Je vous en laisse faire l’expérience :

« Si, prenant l’œil d'un homme fraîchement mort, ou, au défaut, celui d'un bœuf ou de quelque autre gros animal, vous coupez dextrement vers le fond les trois peaux qui l'enveloppent, en sorte qu'une grande partie de l'humeur M, qui y est, demeure découverte, sans qu'il y ait rien d'elle pour cela qui se répande; puis, l'ayant recouverte de quelque corps blanc, qui soit si délié que le jour passe au travers, comme, par exemple, d'un morceau de papier ou de la coquille d'un œuf, RST, que vous mettiez cet oeil dans le trou d'une fenêtre fait exprès, comme Z, en sorte qu'il ait le devant, BCD, tourné vers quelque lieu où il y ait divers objets, comme V, X, Y, éclairés par le soleil; et le derrière, où est le corps blanc RST, vers le dedans de la chambre, P, où vous serez, et en laquelle il ne doit entrer aucune lumière, que celle qui pourra pénétrer au travers de cet oeil, dont vous savez que toutes les parties, depuis C jusques à S, sont transparentes. 

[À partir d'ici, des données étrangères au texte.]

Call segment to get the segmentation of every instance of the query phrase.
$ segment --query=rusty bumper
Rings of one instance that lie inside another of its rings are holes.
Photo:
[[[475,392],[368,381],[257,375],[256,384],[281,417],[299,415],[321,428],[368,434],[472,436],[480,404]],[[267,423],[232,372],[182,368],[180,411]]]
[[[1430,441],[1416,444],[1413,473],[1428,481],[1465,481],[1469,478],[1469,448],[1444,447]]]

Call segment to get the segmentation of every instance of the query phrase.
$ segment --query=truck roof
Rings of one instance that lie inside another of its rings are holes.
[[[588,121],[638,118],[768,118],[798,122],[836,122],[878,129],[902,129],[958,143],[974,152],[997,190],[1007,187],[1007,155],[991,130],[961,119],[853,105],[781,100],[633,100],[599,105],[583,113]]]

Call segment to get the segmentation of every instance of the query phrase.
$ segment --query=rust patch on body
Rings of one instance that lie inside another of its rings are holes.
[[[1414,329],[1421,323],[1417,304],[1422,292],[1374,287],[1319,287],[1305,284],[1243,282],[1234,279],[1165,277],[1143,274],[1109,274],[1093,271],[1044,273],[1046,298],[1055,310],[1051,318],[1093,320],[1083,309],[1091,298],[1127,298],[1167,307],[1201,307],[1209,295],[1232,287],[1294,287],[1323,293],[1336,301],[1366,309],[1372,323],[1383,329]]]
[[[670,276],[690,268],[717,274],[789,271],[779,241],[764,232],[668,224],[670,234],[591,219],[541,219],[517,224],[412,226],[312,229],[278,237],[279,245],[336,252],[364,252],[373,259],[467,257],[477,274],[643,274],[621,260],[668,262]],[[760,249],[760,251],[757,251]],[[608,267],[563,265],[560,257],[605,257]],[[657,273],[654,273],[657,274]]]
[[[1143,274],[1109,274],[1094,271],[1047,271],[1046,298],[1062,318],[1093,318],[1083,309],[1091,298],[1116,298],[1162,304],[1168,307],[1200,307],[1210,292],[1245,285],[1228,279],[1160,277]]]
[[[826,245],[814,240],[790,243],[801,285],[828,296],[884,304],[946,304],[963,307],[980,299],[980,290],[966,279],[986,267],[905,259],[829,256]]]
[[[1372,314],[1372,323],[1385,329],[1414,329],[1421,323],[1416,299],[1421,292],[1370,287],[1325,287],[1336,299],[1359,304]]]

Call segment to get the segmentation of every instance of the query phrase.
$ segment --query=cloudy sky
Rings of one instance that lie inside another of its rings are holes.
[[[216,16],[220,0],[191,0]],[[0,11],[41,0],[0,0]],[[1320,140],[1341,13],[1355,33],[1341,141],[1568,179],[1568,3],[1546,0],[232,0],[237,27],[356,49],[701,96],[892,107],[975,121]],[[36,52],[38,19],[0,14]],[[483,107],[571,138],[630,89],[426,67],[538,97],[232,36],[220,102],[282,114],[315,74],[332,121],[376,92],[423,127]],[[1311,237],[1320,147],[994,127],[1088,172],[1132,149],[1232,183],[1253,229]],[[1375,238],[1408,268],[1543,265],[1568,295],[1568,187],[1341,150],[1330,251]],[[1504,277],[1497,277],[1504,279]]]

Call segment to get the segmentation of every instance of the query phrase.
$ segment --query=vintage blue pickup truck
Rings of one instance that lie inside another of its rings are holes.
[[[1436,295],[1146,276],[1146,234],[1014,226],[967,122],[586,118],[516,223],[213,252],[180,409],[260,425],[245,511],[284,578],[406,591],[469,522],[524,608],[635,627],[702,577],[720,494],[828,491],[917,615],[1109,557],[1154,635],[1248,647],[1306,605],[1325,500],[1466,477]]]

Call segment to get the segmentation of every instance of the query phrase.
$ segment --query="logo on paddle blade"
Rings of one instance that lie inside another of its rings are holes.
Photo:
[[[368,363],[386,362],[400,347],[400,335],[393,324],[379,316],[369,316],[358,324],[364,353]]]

Car, cela fait, si vous regardez sur ce corps blanc RST, vous y verrez, non peut-être sans admiration et plaisir, une peinture, qui représentera fort naïvement en perspective tous les objets qui seront au dehors vers VXY, au moins si vous faites en sorte que cet œil retienne sa figure naturelle, proportionnée à la distance de ces objets : car, pour peu que vous le pressiez plus ou moins que de raison, cette peinture en deviendra moins distincte. 

Et il est à remarquer qu'on doit le presser un peu davantage, et tendre sa figure un peu plus longue, lorsque les objets sont fort proches, que lorsqu'ils sont plus éloignés. »

C’est donc ainsi que je perçois mon travail d’intricateur. J’essaye d’être l’œil mort des vies qui m’entourent, distribuant des signes à mes amis pour que nous composions ensemble des peintures naïves qui sont les perspectives de nos joies et de nos tourments. Le théâtre, parce qu’il est l’art du déploiement des signes, permet d’y associer une problématique. Un marqueur sensible qui rendra nos pareïdolies critiques. Il pourra aussi peser sur la mémoire de notre réalité et la faire correspondre au réel immédiat auquel nous nous confrontons. Ce qui est important c’est de rendre reconnaissable sur une scène cette expérience du réel. C’est de faire l’expérience d’un vrai insaisissable. Ce théâtre est toujours transitoire, il est la détermination volontaire que notre chaos s’affirme en face de l’infini. Ici s’écrit un théâtre, qui par son art de la dépossession, restera l’œil libre de nos futurs rassemblements.